As Congress debates the merits of having a two-tiered Internet, one telecommunications industry group is looking to advance the ability to move premium content across different network boundaries.
The IPSphere Forum—which includes equipment suppliers, service providers, application vendors and software companies—is creating the technical underpinnings to allow end-user applications to automatically request the level of security, quality of service and bandwidth they need from their network provider and have that delivered across the Internet.
“The charter of the organization is to work on an agreed commercial framework that embraces todays Internet but extends business models beyond whats possible in todays Internet,” said Kevin Dillon, president and chair of the IPSphere Forum and vice president, Technology Office of Juniper Networks, in Melbourne, Australia.
Todays Internet is an ad hoc, cooperative collection of separate and independent IP networks operated by different carriers, said Tom Nolle, president of Cimi, a Voorhees, N.J., consulting company.
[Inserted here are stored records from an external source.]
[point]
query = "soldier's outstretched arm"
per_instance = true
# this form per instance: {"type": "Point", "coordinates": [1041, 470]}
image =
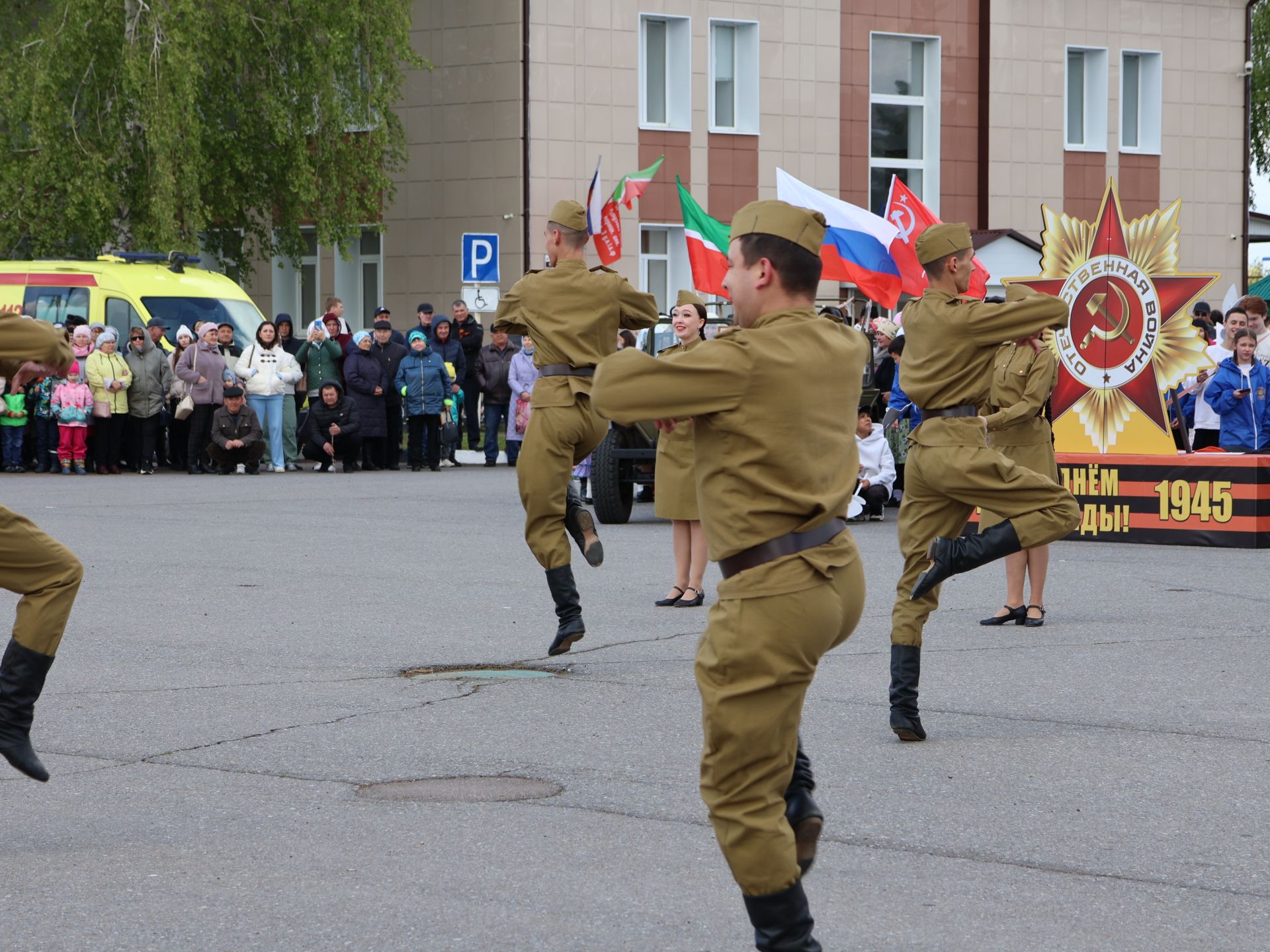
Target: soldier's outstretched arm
{"type": "Point", "coordinates": [23, 339]}
{"type": "Point", "coordinates": [991, 324]}
{"type": "Point", "coordinates": [633, 386]}
{"type": "Point", "coordinates": [638, 309]}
“Its one of several applications of IP technology, but we tend to think everything thats built with IP technology is the Internet, and thats not true,” Nolle said. “There are many IP networks, and thats always been the case.”
While its possible today for carriers or network providers to offer premium services such as high-performance VPNs within their own IP networks using MPLS (Multiprotocol Label Switching), allowing that traffic to cross network boundaries is awkward.
Just to create a DSL service today requires the cooperation of many providers that need to partner to deliver that service. “There are commercial agreements, but thats not very flexible, and it doesnt translate to a different type of service, and those practices cant be reused,” Dillon said.
The IPSphere Forum envisions a public network that combines the reach of the Internet with the guaranteed performance and security of a private network through a series of interconnected IPSpheres.
The IPSpheres would be capable of providing dynamic assurances of the requested performance and security levels of the application. Key to that is the IPSphere Forums work on a technical specification that will provide for the commercial framework. The specification, built on an SOA (service-oriented architecture), will enable providers to publish service offers, content, transport technology and the commercial parameters around which the offer is made, Dillon said.
But the specification, which will go through multiple versions before it is mature, wont be complete until early 2007. The next hurdle will be integrating back-end billing systems. Dillon wouldnt speculate on how long that effort could take, although he said it could vary widely from one service provider to another.